Advanced Television

“Continuous decline” in satellite DTH reach

June 28, 2018

Analysts at Dataxis have recently published their Q1 statistics on the European pay-TV market, and say that the total subscriber numbers rose just 0.3 per cent compared to Q4/2017.

This has prompted a note to clients from investment bank Exane/BNPP which points out that this is the lowest net growth ever observed by Dataxis.
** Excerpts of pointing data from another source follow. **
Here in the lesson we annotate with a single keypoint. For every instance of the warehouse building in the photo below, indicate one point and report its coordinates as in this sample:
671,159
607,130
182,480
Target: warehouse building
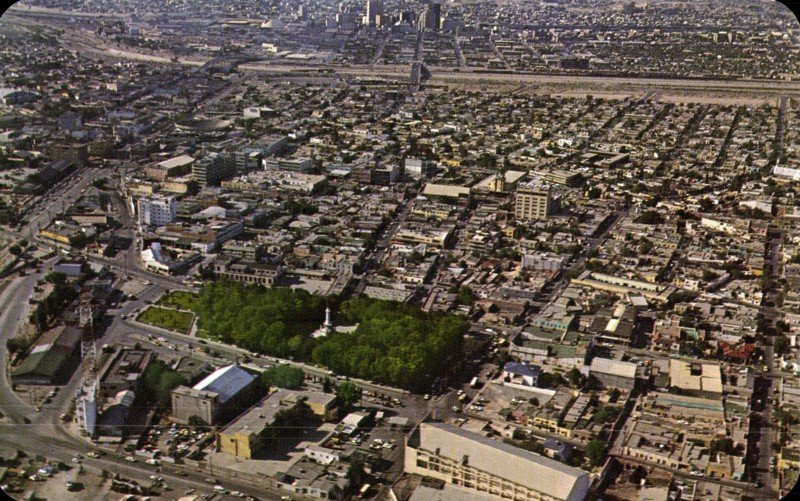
478,463
218,397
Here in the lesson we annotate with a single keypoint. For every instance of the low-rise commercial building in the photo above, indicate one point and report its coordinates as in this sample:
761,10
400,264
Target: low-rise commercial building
478,463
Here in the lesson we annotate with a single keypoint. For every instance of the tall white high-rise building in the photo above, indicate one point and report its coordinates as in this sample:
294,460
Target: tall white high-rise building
157,211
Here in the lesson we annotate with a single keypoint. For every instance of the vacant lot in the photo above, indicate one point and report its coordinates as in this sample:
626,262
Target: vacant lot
166,318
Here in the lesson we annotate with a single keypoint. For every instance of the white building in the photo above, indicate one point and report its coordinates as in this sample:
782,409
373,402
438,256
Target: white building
157,211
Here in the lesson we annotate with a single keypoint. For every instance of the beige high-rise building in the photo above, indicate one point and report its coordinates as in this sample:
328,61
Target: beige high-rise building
478,463
533,202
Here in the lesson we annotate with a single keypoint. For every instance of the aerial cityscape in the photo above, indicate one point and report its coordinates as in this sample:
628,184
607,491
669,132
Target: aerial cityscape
400,250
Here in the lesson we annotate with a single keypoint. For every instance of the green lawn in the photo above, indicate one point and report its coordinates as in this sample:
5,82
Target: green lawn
173,320
180,300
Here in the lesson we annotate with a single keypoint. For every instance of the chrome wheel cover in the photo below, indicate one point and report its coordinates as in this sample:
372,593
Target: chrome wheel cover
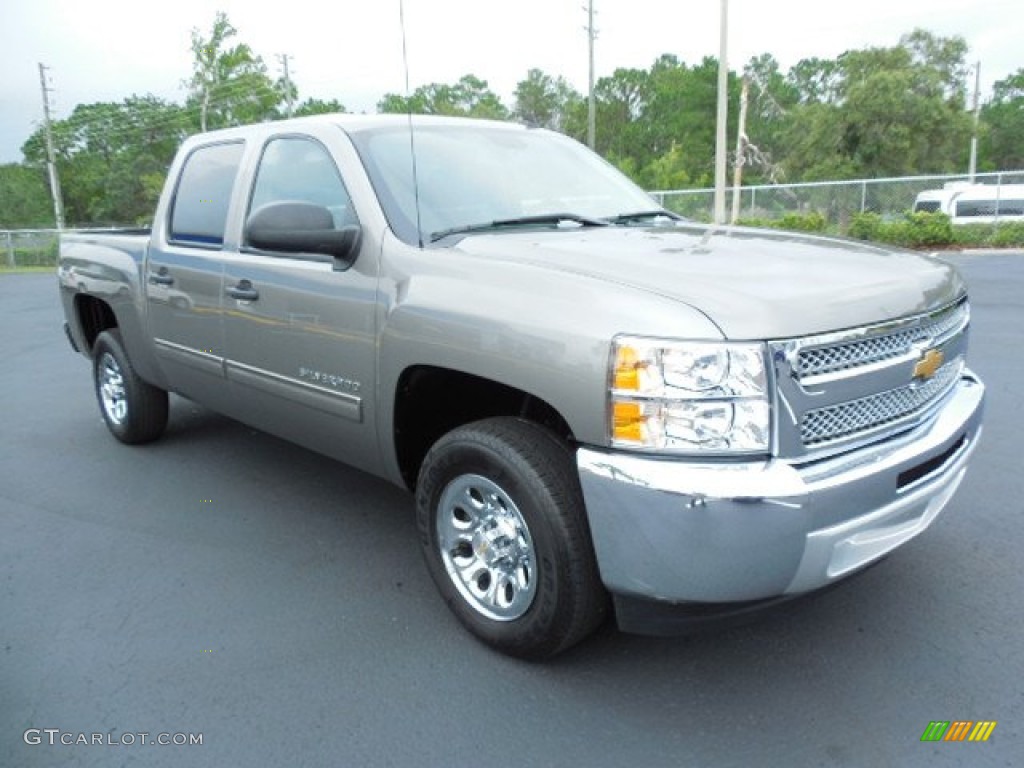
486,548
112,389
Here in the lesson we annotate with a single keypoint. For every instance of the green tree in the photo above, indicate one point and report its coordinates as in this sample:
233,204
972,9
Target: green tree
1001,145
879,112
316,107
468,97
112,158
544,100
229,85
25,198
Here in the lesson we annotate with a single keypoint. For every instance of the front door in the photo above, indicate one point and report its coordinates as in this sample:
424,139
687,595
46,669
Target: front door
299,332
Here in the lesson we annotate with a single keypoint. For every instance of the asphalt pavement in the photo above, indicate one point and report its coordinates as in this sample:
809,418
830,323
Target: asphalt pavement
224,585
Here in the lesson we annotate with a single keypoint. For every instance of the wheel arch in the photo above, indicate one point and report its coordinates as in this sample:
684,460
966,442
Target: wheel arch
431,401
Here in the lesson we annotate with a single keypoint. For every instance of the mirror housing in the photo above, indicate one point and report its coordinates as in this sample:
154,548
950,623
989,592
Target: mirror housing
293,226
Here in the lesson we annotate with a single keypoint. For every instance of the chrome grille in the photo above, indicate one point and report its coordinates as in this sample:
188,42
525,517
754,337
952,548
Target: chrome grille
825,359
861,415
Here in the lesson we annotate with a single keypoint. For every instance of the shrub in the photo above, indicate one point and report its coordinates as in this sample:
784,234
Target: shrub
865,226
802,222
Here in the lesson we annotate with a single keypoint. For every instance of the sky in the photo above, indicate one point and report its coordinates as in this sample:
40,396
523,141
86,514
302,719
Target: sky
105,50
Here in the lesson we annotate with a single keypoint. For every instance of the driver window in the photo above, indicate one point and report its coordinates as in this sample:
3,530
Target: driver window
295,169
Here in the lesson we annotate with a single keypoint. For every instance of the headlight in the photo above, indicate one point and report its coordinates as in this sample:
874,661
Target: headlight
689,396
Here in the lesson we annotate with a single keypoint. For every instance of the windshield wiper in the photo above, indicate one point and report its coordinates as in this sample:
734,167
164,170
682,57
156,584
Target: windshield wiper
545,218
640,216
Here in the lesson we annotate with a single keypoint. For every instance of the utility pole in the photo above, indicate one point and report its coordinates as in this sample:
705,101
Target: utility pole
723,114
289,99
50,164
591,105
737,171
973,167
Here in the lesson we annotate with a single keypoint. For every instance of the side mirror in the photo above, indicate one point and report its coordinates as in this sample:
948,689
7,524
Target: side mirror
301,227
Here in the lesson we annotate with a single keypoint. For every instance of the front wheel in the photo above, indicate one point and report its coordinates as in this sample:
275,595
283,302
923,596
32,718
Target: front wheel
133,410
505,536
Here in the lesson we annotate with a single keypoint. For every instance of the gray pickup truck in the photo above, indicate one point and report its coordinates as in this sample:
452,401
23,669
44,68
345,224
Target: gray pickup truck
600,407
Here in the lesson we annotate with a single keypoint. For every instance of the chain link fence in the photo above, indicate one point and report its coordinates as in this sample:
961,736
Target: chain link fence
838,202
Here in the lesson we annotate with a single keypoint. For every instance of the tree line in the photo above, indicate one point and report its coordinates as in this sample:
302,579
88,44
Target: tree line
869,113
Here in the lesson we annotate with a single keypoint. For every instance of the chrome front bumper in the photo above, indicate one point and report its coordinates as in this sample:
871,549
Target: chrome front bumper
680,531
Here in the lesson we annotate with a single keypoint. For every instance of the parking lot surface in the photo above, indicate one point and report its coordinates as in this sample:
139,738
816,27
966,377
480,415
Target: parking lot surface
225,584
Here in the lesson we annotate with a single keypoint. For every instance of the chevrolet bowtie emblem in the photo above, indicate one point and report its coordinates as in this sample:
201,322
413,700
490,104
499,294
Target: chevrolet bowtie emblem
928,365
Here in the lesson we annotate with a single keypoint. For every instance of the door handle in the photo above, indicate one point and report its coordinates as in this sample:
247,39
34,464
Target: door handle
244,291
161,278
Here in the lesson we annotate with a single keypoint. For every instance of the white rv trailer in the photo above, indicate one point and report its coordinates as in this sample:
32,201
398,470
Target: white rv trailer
975,204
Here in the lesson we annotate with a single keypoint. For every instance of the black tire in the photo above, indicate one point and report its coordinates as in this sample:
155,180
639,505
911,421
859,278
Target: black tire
134,411
499,503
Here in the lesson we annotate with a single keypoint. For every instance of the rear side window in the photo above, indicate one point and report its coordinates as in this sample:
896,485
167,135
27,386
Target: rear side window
200,212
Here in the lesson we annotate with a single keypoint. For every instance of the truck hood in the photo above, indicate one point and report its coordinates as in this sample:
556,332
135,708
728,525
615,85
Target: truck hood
752,284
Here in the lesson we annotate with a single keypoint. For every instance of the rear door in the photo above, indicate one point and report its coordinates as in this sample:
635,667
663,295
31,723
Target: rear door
184,274
300,329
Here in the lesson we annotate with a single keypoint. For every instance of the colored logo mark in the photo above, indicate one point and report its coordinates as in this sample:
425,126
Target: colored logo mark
958,730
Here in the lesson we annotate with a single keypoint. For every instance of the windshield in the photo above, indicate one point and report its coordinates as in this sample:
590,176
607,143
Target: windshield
474,174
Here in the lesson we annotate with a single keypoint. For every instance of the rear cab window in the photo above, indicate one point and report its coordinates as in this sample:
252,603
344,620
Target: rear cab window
199,211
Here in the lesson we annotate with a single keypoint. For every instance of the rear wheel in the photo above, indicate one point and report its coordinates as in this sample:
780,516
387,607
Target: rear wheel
504,531
133,410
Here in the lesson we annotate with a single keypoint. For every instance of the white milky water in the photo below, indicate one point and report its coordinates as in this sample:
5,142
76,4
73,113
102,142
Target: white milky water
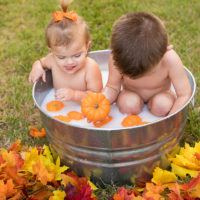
117,117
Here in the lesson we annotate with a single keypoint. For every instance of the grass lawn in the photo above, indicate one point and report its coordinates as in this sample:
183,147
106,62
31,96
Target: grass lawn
22,41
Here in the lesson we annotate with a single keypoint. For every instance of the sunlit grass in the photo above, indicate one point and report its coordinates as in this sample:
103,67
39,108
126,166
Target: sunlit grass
22,41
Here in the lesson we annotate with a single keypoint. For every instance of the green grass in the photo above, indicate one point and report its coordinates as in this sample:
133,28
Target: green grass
22,41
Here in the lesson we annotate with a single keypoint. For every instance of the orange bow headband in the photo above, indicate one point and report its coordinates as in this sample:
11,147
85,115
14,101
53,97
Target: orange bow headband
58,15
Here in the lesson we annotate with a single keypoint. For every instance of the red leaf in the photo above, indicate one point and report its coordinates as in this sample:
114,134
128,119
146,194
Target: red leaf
197,156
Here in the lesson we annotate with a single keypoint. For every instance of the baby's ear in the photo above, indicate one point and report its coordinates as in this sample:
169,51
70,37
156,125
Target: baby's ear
169,47
89,45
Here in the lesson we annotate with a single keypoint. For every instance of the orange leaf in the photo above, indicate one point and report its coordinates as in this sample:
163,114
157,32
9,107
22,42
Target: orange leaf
15,146
42,173
63,118
175,193
12,173
18,161
74,115
192,184
152,192
7,190
42,194
72,178
123,194
34,131
103,122
54,106
197,155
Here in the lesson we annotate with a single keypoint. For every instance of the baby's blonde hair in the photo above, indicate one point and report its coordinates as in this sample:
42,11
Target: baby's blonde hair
63,32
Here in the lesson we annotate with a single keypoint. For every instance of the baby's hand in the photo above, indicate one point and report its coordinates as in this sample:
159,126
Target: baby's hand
37,72
64,94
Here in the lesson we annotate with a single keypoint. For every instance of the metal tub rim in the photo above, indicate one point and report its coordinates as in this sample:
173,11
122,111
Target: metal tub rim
122,128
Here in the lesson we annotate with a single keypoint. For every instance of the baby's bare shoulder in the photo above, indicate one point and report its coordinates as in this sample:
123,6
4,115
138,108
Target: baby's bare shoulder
171,59
91,64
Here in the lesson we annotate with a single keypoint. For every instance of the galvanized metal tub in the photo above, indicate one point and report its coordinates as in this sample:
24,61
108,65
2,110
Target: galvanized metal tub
113,155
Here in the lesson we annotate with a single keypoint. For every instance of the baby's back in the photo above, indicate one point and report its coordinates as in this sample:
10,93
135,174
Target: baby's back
155,81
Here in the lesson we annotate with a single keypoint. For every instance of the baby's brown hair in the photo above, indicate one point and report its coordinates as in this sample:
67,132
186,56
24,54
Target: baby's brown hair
138,42
62,33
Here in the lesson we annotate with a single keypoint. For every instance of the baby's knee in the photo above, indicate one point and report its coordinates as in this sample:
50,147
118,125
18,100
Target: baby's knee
160,105
129,103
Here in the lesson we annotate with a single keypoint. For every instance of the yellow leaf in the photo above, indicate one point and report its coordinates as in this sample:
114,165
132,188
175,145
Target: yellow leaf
67,179
8,157
153,191
58,195
182,172
47,152
31,159
163,176
182,161
92,185
42,173
57,169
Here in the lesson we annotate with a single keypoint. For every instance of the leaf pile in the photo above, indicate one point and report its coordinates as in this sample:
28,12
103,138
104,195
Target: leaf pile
31,173
172,184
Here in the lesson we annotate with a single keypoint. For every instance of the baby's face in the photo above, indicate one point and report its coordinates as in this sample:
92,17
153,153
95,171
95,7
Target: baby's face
71,58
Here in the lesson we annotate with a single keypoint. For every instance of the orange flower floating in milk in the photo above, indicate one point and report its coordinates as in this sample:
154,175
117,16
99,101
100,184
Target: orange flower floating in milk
95,107
132,120
53,106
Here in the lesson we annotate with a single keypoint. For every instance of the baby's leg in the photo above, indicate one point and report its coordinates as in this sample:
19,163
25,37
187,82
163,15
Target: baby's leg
160,104
129,102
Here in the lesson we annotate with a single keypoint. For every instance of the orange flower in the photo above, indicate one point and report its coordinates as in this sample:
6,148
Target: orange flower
63,118
103,122
53,106
132,120
34,131
75,115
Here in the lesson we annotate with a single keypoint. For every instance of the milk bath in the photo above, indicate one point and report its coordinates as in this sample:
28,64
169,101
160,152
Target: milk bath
117,117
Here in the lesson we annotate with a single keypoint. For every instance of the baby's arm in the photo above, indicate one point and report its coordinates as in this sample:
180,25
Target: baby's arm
38,69
113,85
93,80
179,79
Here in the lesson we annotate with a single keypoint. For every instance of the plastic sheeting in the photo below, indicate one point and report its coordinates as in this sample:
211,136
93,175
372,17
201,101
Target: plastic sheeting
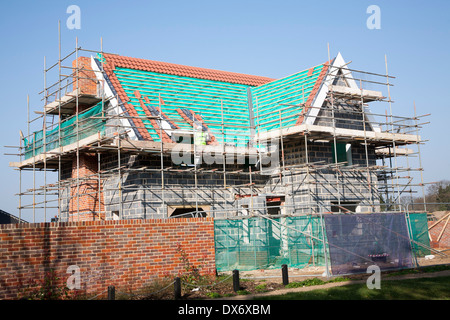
358,241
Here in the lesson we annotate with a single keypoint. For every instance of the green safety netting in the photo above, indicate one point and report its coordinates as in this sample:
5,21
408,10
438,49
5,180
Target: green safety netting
419,233
89,123
260,243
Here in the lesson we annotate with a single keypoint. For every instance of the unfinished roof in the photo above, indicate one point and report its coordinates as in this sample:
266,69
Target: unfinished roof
212,97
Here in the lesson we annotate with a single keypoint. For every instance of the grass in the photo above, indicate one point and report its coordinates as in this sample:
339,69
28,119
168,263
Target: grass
313,282
437,288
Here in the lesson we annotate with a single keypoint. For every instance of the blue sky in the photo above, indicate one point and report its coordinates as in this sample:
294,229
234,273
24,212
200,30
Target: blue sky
268,38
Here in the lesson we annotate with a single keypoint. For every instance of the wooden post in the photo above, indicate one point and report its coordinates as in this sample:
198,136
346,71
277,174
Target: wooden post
236,285
111,293
177,288
284,274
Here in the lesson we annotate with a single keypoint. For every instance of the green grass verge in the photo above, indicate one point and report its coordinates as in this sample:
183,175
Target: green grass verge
412,289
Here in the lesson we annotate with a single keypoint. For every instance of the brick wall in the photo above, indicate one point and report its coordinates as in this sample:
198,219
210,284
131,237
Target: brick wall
125,253
444,240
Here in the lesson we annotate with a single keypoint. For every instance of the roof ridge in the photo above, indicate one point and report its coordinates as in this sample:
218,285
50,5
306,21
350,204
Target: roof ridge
187,71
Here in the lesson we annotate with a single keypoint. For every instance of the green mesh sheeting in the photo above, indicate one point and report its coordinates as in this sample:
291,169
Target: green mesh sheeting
87,126
259,243
419,233
283,96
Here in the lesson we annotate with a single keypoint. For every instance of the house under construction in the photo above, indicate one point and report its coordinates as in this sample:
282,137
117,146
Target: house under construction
137,139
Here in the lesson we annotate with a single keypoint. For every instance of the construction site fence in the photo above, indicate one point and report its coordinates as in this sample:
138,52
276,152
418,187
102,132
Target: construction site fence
396,239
The bank’s media analysts say: “In terms of broadcasting technology, Dataxis estimates the number DTH satellite subscribers at 56.6 million in Europe in Q1/2018. That is 30.6 per cent of total pay-TV homes. The change in the number of DTH satellite subscribers amounts to a fall of -0.7 per cent on Q4/17, -1.0 per cent on Q1/17 and -0.2 per cent on Q1/16.”

“In Q1/18, Dataxis estimates that Sky Group (served by SES in the UK and Germany and by Eutelsat in Italy) and that Russia’s Tricolor (served by Eutelsat) have lost 140,000 and 80,000 satellite DTH subscribers respectively. Cable distribution and DTT are down 0.2 per cent and 0.3 per cent respectively on Q4/17 and account for 35 per cent and 3 per cent of all pay-TV subscribers. IPTV and OTT are up 2 per cent and 1 per cent on Q4/17 or 10 per cent and 50 per cent y-o-y. IPTV now accounts for 28 per cent of all European pay-TV subscribers while OTT amounts to 3 per cent.”

The bank notes that pay-TV is only a subset of satellite’s overall reach. “Free-to-Air DTH (commercial and public broadcasters) and cable & IPTV distribution complement satellite reach. For instance, SES estimates that its services reaches 62 million satellite homes in Europe as well as a further 61 million cable and 31 million IPTV homes. However, we believe that vast majority of the revenues satellite operators generate from video broadcasting comes from the DTH market (rather than cable and IPTV head-ends feeding),” says Exane.

The sting, however, is in the last paragraph of the bank’s note, which says that Dataxis’ data is “consistent with our core scenario which assumes a moderate but continuous decline in satellite reach rate in coming quarters but stability in transponder pricing (gate keeper argument).”